The forms were introduced chronologically because they address progressively subtler redundancy. 1970s databases struggled with 1NF (people were still using variable-length columns with embedded delimiters). By the late 1980s, 3NF was the default design pattern, and by the 1990s, people had mostly stopped re-deriving BCNF because standard design practice produced it automatically.

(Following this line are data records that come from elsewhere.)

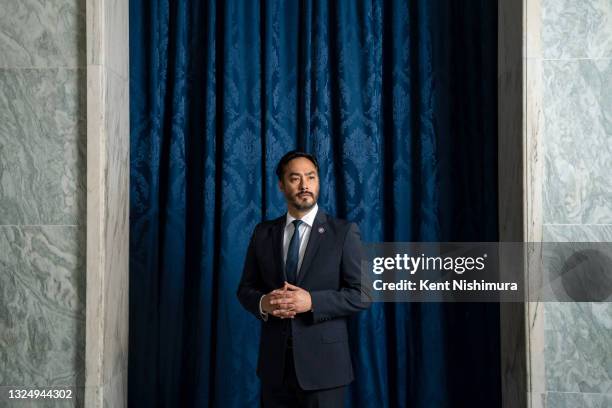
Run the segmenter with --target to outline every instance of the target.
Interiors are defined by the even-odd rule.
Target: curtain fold
[[[486,0],[130,1],[130,406],[258,405],[235,292],[288,150],[365,241],[497,240],[496,32]],[[350,331],[348,406],[500,405],[494,304]]]

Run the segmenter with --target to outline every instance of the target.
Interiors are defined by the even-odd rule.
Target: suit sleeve
[[[362,294],[367,299],[371,299],[369,292],[361,285],[362,258],[363,247],[359,227],[355,223],[350,223],[342,247],[340,290],[320,290],[310,293],[315,323],[348,316],[370,306],[370,301],[362,300]]]
[[[249,248],[247,249],[244,267],[242,269],[242,277],[240,278],[236,295],[246,310],[253,313],[258,319],[263,320],[259,310],[259,302],[265,293],[261,290],[261,273],[255,257],[256,236],[257,227],[255,227],[255,231],[253,231],[251,241],[249,242]]]

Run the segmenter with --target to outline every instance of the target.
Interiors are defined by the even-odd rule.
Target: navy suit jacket
[[[259,313],[261,296],[282,287],[285,281],[285,221],[283,215],[255,227],[238,287],[240,303],[262,321],[257,375],[272,386],[282,383],[291,329],[300,387],[317,390],[346,385],[353,380],[347,317],[370,305],[362,298],[363,293],[369,299],[369,293],[361,285],[359,228],[319,208],[296,282],[310,292],[312,311],[297,314],[294,319],[269,315],[264,321]]]

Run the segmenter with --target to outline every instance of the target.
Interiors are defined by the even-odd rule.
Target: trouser
[[[301,389],[295,374],[293,349],[287,347],[283,383],[276,387],[263,383],[261,402],[264,408],[342,408],[345,390],[346,386],[313,391]]]

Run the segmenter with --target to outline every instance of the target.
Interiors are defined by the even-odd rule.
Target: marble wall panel
[[[612,57],[610,0],[540,0],[544,58]]]
[[[545,224],[545,242],[612,242],[612,224]]]
[[[85,72],[0,69],[0,224],[85,217]]]
[[[85,3],[0,0],[0,68],[83,66]]]
[[[0,0],[0,407],[83,406],[84,66],[83,1]]]
[[[549,408],[609,408],[612,407],[612,394],[584,394],[549,392],[546,394]]]
[[[544,240],[612,242],[612,225],[545,225]],[[545,303],[544,310],[546,389],[612,393],[612,303]],[[559,398],[549,406],[566,406]]]
[[[612,223],[612,59],[543,61],[544,223]]]
[[[84,228],[0,226],[0,384],[83,383]]]
[[[547,390],[612,394],[612,303],[545,307]]]

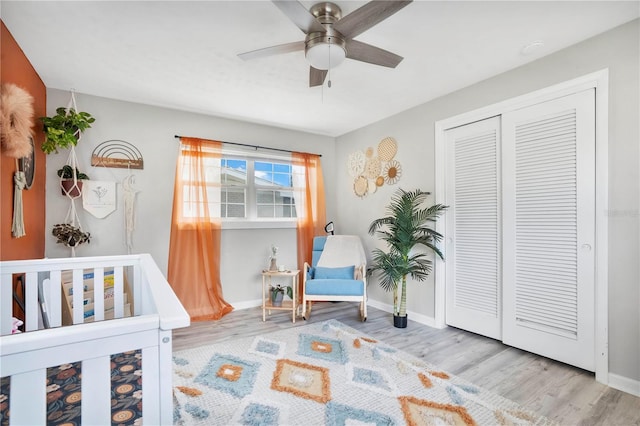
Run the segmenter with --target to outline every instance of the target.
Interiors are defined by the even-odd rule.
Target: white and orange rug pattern
[[[552,424],[335,320],[173,361],[176,424]]]

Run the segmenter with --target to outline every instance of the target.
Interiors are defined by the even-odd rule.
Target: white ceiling
[[[356,37],[404,61],[347,59],[331,88],[308,87],[303,52],[237,57],[304,39],[269,1],[3,0],[0,16],[48,88],[339,136],[631,21],[640,1],[415,1]]]

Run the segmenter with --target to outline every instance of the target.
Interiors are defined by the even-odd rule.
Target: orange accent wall
[[[13,174],[15,159],[0,155],[0,260],[44,257],[46,155],[40,149],[44,141],[38,117],[47,115],[47,88],[15,39],[0,21],[0,81],[13,83],[33,96],[36,169],[33,185],[22,191],[24,226],[22,238],[11,236],[13,220]]]

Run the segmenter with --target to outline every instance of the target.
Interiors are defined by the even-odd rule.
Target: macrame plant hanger
[[[69,109],[73,108],[74,111],[78,111],[78,107],[76,106],[76,96],[75,92],[71,91],[71,99],[69,100],[69,104],[67,105],[67,114],[69,114]],[[78,131],[76,133],[76,137],[78,142],[82,138],[82,132]],[[82,191],[80,185],[78,185],[78,176],[76,175],[76,170],[78,168],[78,157],[76,157],[76,149],[74,145],[71,145],[71,149],[69,150],[69,157],[67,158],[68,166],[71,166],[72,176],[73,176],[73,185],[69,189],[63,189],[63,192],[69,198],[69,210],[67,210],[67,216],[64,219],[64,223],[68,223],[71,226],[77,227],[82,231],[82,224],[80,223],[80,218],[78,217],[78,211],[76,209],[76,198],[79,198],[82,195]],[[64,176],[64,174],[62,175]],[[63,177],[60,176],[60,186],[62,187]],[[76,257],[76,244],[69,245],[71,248],[71,257]]]

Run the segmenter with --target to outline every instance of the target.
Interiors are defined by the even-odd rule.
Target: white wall
[[[609,365],[610,372],[640,380],[640,20],[420,105],[337,139],[336,216],[341,229],[364,238],[368,251],[378,242],[367,235],[369,223],[384,214],[397,186],[433,191],[434,123],[563,81],[609,68]],[[428,74],[428,71],[427,71]],[[428,75],[425,75],[428,78]],[[385,136],[399,144],[403,167],[398,185],[384,186],[358,199],[352,179],[340,167],[354,150],[376,146]],[[433,201],[433,198],[431,199]],[[371,298],[391,303],[372,280]],[[409,284],[408,309],[434,315],[432,277]]]
[[[47,91],[47,114],[66,106],[69,92]],[[128,175],[126,169],[91,167],[91,153],[101,142],[121,139],[135,145],[144,157],[144,169],[134,170],[137,198],[134,253],[150,253],[166,274],[173,203],[173,183],[178,155],[174,135],[217,139],[273,148],[312,152],[322,155],[327,217],[332,217],[335,199],[333,138],[278,129],[224,118],[157,108],[76,94],[78,109],[90,112],[96,122],[87,130],[76,148],[80,170],[92,180],[116,180]],[[269,152],[269,151],[266,151]],[[46,229],[64,221],[69,200],[60,194],[56,170],[66,163],[69,151],[47,157]],[[77,249],[78,256],[126,254],[121,186],[118,186],[118,209],[104,219],[83,211],[76,201],[84,230],[92,236],[90,244]],[[260,274],[267,266],[271,244],[279,247],[279,263],[295,266],[295,229],[223,230],[221,279],[225,299],[230,303],[260,299]],[[48,257],[64,257],[70,250],[55,243],[53,236],[45,242]]]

What the Normal Forms Actually Give You
The Relational Model post summarizes normalization as “rules for structuring tables to minimize redundancy and prevent inconsistencies.” That’s accurate as far as it goes. The deeper thing the normal forms provide is a design vocabulary — a set of concepts you can use to describe why a schema feels wrong.
“That’s an update anomaly” is a precise criticism, not a vague one. “This isn’t 2NF” is a specific, fixable problem. Having the language lets you diagnose schemas quickly and have structured conversations about why something is painful.
In production: aim for 3NF or BCNF as the default. Denormalize deliberately, with evidence, for specific workloads. Use the normal forms as a tool for thinking about data, not as a compliance checklist to pass.
Codd’s 1971 paper introducing the normal forms was largely a cleanup of his 1970 proposal. Fifty years later, it’s still the working vocabulary of schema design. That’s a rare property for a piece of 1970s computer science. It held up because it was less about databases and more about how data refuses to behave when you represent it redundantly — a truth that stays true regardless of what storage engine, query language, or industry you’re working in.